Some unit tests in NSec that passed with 1.0.18.2 are now failing with 1.0.18.3 ☹️
It looks like something changed in or around
crypto_aead_aes256gcm_decrypt
?
Is this to do with 408125a72b5cbf0ccd9e478dae6b90f8737d3ee7?
Some unit tests in NSec that passed with 1.0.18.2 are now failing with 1.0.18.3 ☹️ It looks like something changed in or around
crypto_aead_aes256gcm_decrypt
?Is this to do with 408125a?
Very unlikely. This code doesn't exist in stable
.
On a failed decryption, the message buffer is now filled with 0xd0
instead of 0x00
(in the tradition of OpenBSD, making it more obvious that something went wrong instead of an all-null content).
The NSec test should check that the output buffer doesn't match the plaintext rather than expect a specific output on failure.
What do the other failing tests do?
All three of the other failing tests are decrypting a valid ciphertext using crypto_aead_aes256gcm_decrypt
. However:
DecryptWithAdOverlapping
, m
(length mlen
) and ad
(length adlen
) overlap in memory (m < ad < ad+adlen < m+mlen
).DecryptWithSpanInPlace
, m
and c
point at the same memory location (m == c
).DecryptWithSpanOutOfPlace
, none of the buffers overlap.Previously, in each case, the function returned zero; now it returns a non-zero value.

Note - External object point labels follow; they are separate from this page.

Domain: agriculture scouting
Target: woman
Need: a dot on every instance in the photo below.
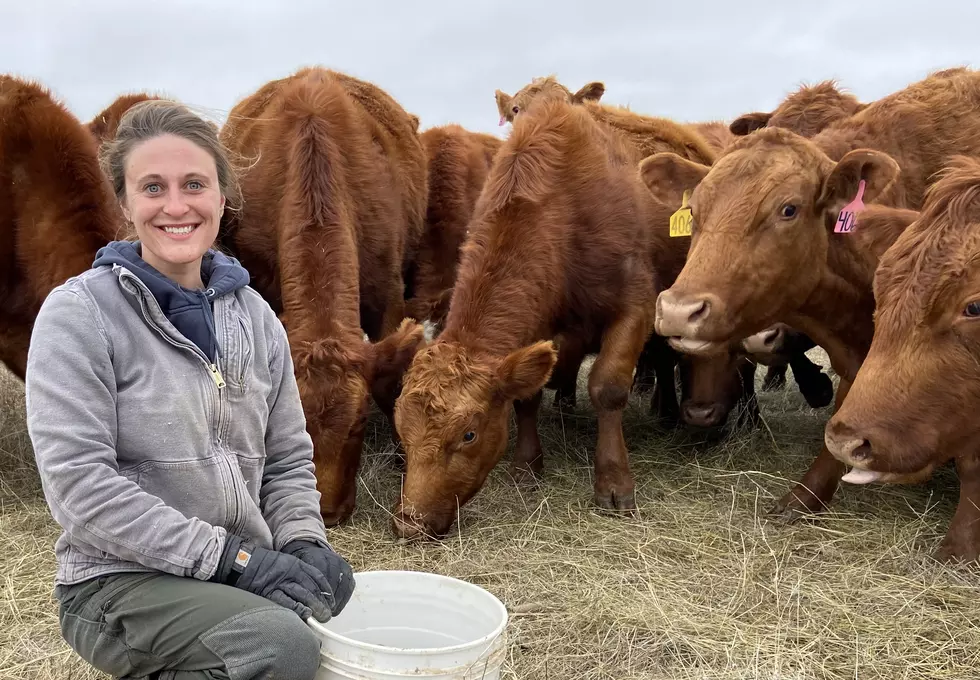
(170, 438)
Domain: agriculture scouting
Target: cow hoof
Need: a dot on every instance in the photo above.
(775, 380)
(820, 392)
(619, 501)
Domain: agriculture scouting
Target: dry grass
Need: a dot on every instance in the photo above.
(699, 586)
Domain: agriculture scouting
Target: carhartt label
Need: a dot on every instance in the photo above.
(847, 220)
(680, 221)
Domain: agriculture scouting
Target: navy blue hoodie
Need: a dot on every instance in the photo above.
(188, 310)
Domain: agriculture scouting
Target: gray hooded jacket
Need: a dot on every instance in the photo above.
(149, 451)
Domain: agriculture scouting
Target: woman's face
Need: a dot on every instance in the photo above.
(173, 200)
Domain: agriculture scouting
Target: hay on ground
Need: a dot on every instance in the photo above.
(700, 585)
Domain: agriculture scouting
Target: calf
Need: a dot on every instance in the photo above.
(56, 208)
(336, 190)
(458, 162)
(904, 417)
(765, 248)
(562, 241)
(806, 112)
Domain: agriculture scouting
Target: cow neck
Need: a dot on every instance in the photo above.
(839, 313)
(503, 300)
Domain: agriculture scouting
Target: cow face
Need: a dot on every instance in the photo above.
(912, 405)
(763, 215)
(544, 88)
(452, 419)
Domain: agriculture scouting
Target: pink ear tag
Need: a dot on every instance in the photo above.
(847, 220)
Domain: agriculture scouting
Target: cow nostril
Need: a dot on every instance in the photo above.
(862, 451)
(699, 312)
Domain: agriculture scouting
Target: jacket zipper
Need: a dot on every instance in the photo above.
(219, 382)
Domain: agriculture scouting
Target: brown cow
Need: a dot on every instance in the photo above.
(458, 161)
(904, 417)
(565, 239)
(336, 189)
(764, 246)
(56, 208)
(543, 88)
(104, 124)
(807, 112)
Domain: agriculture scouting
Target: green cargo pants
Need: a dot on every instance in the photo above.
(153, 625)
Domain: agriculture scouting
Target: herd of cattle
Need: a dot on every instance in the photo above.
(694, 250)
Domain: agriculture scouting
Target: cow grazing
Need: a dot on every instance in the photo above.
(565, 239)
(104, 124)
(56, 208)
(765, 249)
(458, 161)
(808, 111)
(335, 191)
(903, 416)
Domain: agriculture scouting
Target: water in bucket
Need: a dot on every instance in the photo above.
(411, 624)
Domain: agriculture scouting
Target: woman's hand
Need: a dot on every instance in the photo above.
(337, 570)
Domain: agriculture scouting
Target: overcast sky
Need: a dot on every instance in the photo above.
(689, 60)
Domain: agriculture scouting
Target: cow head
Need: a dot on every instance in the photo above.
(911, 405)
(452, 418)
(763, 216)
(806, 112)
(544, 88)
(336, 378)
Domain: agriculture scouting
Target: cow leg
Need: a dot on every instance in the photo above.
(564, 377)
(962, 540)
(663, 403)
(815, 385)
(775, 378)
(528, 456)
(609, 387)
(816, 490)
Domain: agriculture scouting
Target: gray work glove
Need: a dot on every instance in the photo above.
(339, 574)
(278, 577)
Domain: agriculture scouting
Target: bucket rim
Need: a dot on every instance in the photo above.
(488, 638)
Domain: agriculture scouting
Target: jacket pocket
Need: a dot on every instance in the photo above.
(202, 488)
(243, 361)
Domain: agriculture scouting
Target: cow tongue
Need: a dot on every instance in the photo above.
(856, 476)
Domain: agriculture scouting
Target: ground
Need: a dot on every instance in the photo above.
(701, 585)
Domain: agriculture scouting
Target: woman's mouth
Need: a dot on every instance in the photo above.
(178, 231)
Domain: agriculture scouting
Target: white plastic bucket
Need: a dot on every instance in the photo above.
(413, 624)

The last case puzzles me the most because it is the simplest possible test case: encrypt a plaintext and decrypt the resulting ciphertext with exactly the same key, nonce and additional data. How could that possibly fail? 😕
The simplest possible test case fails if clen >= 256
.
Oops! That should be fixed by a5ea347381991c7c4c0ca9701428e53677c65f8a
Our test suite was missing tests with long inputs. This case is now tested.
Currently the build and test jobs for the .NET package run on Ubuntu 16.04 - now Xenial is no longer receiving maintenance updates this should change.